In Umgebungen, wo Wärme und Kälte gleichermaßen bereitgestellt werden müssen, überzeugen Verbundkonzepte mit potenziell sehr hohen Gesamtwirkungsgraden – etwa bei der Kopplung von Kältemaschinenbetrieb und dem dabei freiwerdenden Sekundärprodukt Abwärme. Ein Blick in den Lebensmitteleinzelhandel zeigt Wege der Umsetzbarkeit und Maßnahmen zur Effizienzmaximierung eines Erneuerbare-Energien-Mix auf.

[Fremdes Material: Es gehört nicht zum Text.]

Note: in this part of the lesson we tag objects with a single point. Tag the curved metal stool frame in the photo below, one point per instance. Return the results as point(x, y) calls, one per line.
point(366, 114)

Thermische Konservierungs- und Lagerungsverfahren sind neben der Raumklimatisierung essenziell für eine produktive Standortführung im Lebensmitteleinzelhandel. Hohe Energieaufwände belasten insbesondere das Food- bzw. das kombinierte Food/Non-Food-Segment. Viele Einzelhandelsketten haben in den vergangenen Jahren neue Effizienzstrategien entwickelt, aber gerade im noch unsanierten Gebäudebestand gibt es deutliches Optimierungspotenzial. In der Regel erfordert der Umstieg auf regenerativ basierte, multivalente Versorgungslösungen tiefgreifende technische Adaptionen, die mit komplexen Herausforderungen bei der Integration und dem komplementären Betrieb mehrerer Erzeuger mit unterschiedlichen Leistungsniveaus einhergehen. Besonders im Fokus steht dabei immer wieder die Qualität der Hydraulik bei der Gebäudeheizung und -kühlung.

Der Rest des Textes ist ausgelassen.